東浦の告発 -『バベルノトウ 名探偵三途川理 vs 赤毛そして天使』を考察する-
2017年6月13日
※注意※
本記事では
森川智喜『バベルノトウ 名探偵三途川理 vs 赤毛そして天使』
東浦のダイイングメッセージ(3つの点)について独自に考察/解釈しています。
作品の結末等ネタバレになることは書いてありませんが
具体的なページ表記があるなど既読を前提に書かれておりますので
作品既読の方またはこれを承諾する未読の方が読むことを推奨します。
また、本記事に記載される考察はあくまで筆者個人の意見です。
上記に同意していただける方のみ続きをお読みください。
ダイイングメッセージはただの布石だったのか
「絨毯に妙な記号が残っています」
(P115/L2より引用)
結局、
作中では最後まで明らかにされなかった
東浦が残した“3つの点”のダイイングメッセージの真相。
個人的には、
「でも思ったんだけど、
書いた本人にしか、本当の意味ってわからないよ」(P257/L1より引用)
というユニカルの言葉で締めるための布石だったと考えているのが半分。
もう半分で、
この3つの点はユニカル、セネアル、ヒャヒャテル――
3人の天使を意味していたのではないか、と考えています。
(東浦にとって)誰が東浦を殺したのか
緋山はこのダイイングメッセージについて、
「けれどもおれが思うのは、
たかが三つの点で表現できる言葉というものは、
どうも単純な意味なのではないかということです。
せいぜい一つか二つの単語、もしくは単語にもならない中途半端な言葉だと思うのです」(P155/L17~P156/L1より引用)
と述べています。
ならば単純であることにこだわればいい。
すなわち、あれは言葉や記号ですらない、
見たままの光景――遠くから見たor簡略化した3人の姿だったのではないだろうか。
もし、
なんらかの理由で
東浦が屋上にいる天使たちを目撃していたのだとしたら。
必ずしも「屋上」で「天使」を「見」ている必要はない。
たとえば影であったり声であったり物音であったり、
要するに“3人の何者か”の気配を東浦が感じていたならば、
あのとき東浦が残した3つの点に意味を与えることはできます。
花谷によれば、
東浦に椿の両親の事故に対する反省の色はなかった(P220/L1)。
花谷が突然襲いかかってきても、
東浦本人にはそうなる理由がさっぱりわからなかった可能性がある。
感情x。
花谷が自分を殺すのは
自分には理解しえない“感情x”が彼に存在したからだ、と東浦は思っただろう。
ではなにが花谷の凶行を招いたのか。
東浦はすでに人が変わる瞬間を一度目撃している。
そう、椿が陥った〈言語混乱〉。
椿になにかした犯人が
同様に花谷にもなにかしたに違いない。
東浦はこれを告発するために3つの点を描いたのではないでしょうか。
天使たちは「勝ち逃げ」したのか
それに、
ユニカルが「ひれふせ!」とくりかえす場面で
このダイイングメッセージが強調されているという点も気になる。
これがお前らの知の限界だ。
ひれふせ、二本足獣ども。
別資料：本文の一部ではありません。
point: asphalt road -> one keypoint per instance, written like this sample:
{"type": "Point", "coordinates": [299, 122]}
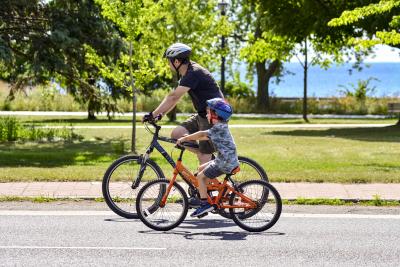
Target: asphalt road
{"type": "Point", "coordinates": [97, 237]}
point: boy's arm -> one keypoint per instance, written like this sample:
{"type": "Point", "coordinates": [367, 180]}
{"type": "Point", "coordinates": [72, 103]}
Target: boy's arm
{"type": "Point", "coordinates": [200, 135]}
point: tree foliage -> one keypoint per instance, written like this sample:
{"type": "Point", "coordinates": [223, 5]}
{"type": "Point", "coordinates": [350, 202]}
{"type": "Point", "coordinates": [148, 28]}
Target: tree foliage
{"type": "Point", "coordinates": [60, 40]}
{"type": "Point", "coordinates": [385, 15]}
{"type": "Point", "coordinates": [151, 26]}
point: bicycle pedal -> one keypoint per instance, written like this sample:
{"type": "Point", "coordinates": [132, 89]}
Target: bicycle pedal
{"type": "Point", "coordinates": [202, 215]}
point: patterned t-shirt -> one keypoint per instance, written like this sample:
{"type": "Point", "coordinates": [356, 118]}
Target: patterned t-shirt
{"type": "Point", "coordinates": [223, 142]}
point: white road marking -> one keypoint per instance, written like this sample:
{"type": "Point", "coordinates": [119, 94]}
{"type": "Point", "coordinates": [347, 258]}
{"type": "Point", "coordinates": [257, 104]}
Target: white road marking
{"type": "Point", "coordinates": [80, 248]}
{"type": "Point", "coordinates": [110, 213]}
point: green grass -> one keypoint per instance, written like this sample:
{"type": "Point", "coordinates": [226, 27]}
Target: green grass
{"type": "Point", "coordinates": [339, 202]}
{"type": "Point", "coordinates": [39, 199]}
{"type": "Point", "coordinates": [120, 120]}
{"type": "Point", "coordinates": [300, 201]}
{"type": "Point", "coordinates": [355, 155]}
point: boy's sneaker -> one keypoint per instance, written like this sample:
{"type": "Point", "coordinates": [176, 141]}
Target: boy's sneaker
{"type": "Point", "coordinates": [206, 207]}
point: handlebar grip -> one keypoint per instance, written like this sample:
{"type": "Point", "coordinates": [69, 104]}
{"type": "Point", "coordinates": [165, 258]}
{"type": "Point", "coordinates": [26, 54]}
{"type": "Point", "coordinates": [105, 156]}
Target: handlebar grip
{"type": "Point", "coordinates": [187, 144]}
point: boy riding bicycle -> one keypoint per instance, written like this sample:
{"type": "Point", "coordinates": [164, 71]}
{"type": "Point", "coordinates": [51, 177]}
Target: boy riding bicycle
{"type": "Point", "coordinates": [218, 114]}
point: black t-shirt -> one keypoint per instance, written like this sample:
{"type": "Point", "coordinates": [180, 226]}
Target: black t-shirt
{"type": "Point", "coordinates": [202, 86]}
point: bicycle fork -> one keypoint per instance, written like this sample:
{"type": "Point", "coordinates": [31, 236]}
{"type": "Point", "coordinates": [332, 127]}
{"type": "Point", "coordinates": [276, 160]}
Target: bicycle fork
{"type": "Point", "coordinates": [143, 159]}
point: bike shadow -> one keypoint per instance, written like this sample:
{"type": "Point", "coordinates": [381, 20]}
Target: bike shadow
{"type": "Point", "coordinates": [213, 235]}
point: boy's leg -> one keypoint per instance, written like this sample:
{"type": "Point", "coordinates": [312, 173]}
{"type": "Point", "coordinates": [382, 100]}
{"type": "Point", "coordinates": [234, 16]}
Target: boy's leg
{"type": "Point", "coordinates": [202, 178]}
{"type": "Point", "coordinates": [211, 171]}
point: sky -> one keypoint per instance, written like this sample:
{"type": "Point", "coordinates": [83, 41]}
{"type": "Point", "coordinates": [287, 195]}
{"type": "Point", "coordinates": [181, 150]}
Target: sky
{"type": "Point", "coordinates": [383, 53]}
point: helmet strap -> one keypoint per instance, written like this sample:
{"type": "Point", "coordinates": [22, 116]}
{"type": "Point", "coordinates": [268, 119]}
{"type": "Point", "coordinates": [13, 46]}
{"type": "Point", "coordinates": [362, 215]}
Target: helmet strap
{"type": "Point", "coordinates": [176, 68]}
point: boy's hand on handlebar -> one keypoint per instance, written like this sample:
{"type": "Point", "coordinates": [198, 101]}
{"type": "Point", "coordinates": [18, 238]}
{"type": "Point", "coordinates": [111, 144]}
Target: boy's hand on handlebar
{"type": "Point", "coordinates": [180, 141]}
{"type": "Point", "coordinates": [150, 118]}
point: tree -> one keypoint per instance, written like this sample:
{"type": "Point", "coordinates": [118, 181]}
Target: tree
{"type": "Point", "coordinates": [262, 51]}
{"type": "Point", "coordinates": [55, 40]}
{"type": "Point", "coordinates": [304, 22]}
{"type": "Point", "coordinates": [381, 21]}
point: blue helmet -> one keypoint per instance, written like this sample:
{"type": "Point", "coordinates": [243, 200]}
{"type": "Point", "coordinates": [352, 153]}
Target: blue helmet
{"type": "Point", "coordinates": [220, 107]}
(P187/L1~2より引用)
知の限界につまずき天にひれふすべき「二本足獣」が、
じつは彼女の知らぬところで彼女たちの存在に気づいていた。
これまでどの主人公にも
圧勝や勝ち逃げを許さなかった森川氏なら、
今回の主人公・ユニカルにもそれぐらいの皮肉なオチをつけそう。
「人は複雑な生きものです。
外から見てわからぬ人間関係というものは、考えられないわけではありません」
とは水嶋老の言葉。
東浦と天使たちのあいだにも、
外からはわからないなにか意外な関係性があったのかもしれない。
と、ひねくれた作者のひねくれたファンは、つい勘ぐってしまうのです。